Wednesday, September 7, 2016

Malcolm Muggeridge

Cover image for Malcolm Muggeridge: A Biography by Gregory Wolfe, 423 pages

From an early age, Thomas Malcolm Muggeridge - the "Thomas" was apparently dropped even by family members early on - combined an appreciation for the power of language with an keen understanding of the difference between appearance and reality.  A long career in journalism, in print, radio, and finally television, only affirmed the importance of these perceptions, and their entanglement - for language can be used to disguise or unmask reality.  Muggeridge spent much of his career as an unhappy iconoclast, bouncing between jobs, trying and failing to become appreciated as a novelist or dramatist.  He worked as a correspondent in India, Egypt, Moscow, and Washington DC, forming friendships with the likes of George Orwell and Graham Greene.  Predicting the dissolution of the British Empire, reporting on the murderous famines in the Soviet Union, and criticizing the soap opera atmosphere surrounding Britain's Royal Family earned him a remarkably diverse set of detractors, however nothing brought more sustained criticism than his gradual conversion to Christianity, first to a Lewisian "mere Christianity" and eventually to the fullness of Catholicism.  To those who had admired Muggeridge as the quintessential outsider and slaughterer of sacred cows, such a surrender seemed a treasonous betrayal so wholly out of character with the man as to suggest a nervous breakdown or senility.

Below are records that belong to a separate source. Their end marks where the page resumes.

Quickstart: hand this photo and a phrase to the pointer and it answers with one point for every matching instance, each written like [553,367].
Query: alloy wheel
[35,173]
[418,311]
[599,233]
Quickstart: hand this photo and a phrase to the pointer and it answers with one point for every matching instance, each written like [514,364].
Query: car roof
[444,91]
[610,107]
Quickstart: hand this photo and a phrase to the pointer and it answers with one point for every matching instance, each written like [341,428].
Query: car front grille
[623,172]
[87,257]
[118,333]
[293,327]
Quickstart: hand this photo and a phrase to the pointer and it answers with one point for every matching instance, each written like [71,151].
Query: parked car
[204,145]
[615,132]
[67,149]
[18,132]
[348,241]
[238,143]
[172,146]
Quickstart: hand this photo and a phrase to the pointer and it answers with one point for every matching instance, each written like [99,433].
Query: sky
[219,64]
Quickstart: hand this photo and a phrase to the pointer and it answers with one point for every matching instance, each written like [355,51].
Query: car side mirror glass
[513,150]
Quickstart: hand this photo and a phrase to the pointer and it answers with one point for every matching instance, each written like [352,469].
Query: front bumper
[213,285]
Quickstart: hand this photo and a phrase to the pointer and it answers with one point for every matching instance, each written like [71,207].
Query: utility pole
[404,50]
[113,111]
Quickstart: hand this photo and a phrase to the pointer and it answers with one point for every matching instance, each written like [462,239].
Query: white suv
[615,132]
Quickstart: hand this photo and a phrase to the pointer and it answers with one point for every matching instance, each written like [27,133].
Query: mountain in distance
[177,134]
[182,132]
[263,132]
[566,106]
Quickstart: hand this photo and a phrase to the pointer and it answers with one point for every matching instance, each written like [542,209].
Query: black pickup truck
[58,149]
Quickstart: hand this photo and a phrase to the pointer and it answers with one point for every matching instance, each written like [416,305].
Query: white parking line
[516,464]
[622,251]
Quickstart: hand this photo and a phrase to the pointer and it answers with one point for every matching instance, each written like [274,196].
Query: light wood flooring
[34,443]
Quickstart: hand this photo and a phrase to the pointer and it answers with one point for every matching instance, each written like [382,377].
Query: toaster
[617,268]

It is the major theme of Gregory Wolfe's excellent biography that Muggeridge's conversion, far from an uncharacteristic aberration, was in fact the product of a lifelong struggle to answer the question Christ posed to His disciples - "Who do you say that I am?"  "St Muggs" the septuagenarian apologist is, in Wolfe's narrative, the same child who read the Bible in secret so as not to scandalize his socialist father, the same college student who spent time at the Oratory of the Good Shepherd in the company of Wilfred Knox, and the same young man whose first overseas adventure was as a teacher hired by a missionary group.  In Muggeridge's case, at least, the eye so adept at detecting the flaws of others was not blind when turned inward, and the seeker after truth could not be satisfied, in the end, with anything less than Truth Himself.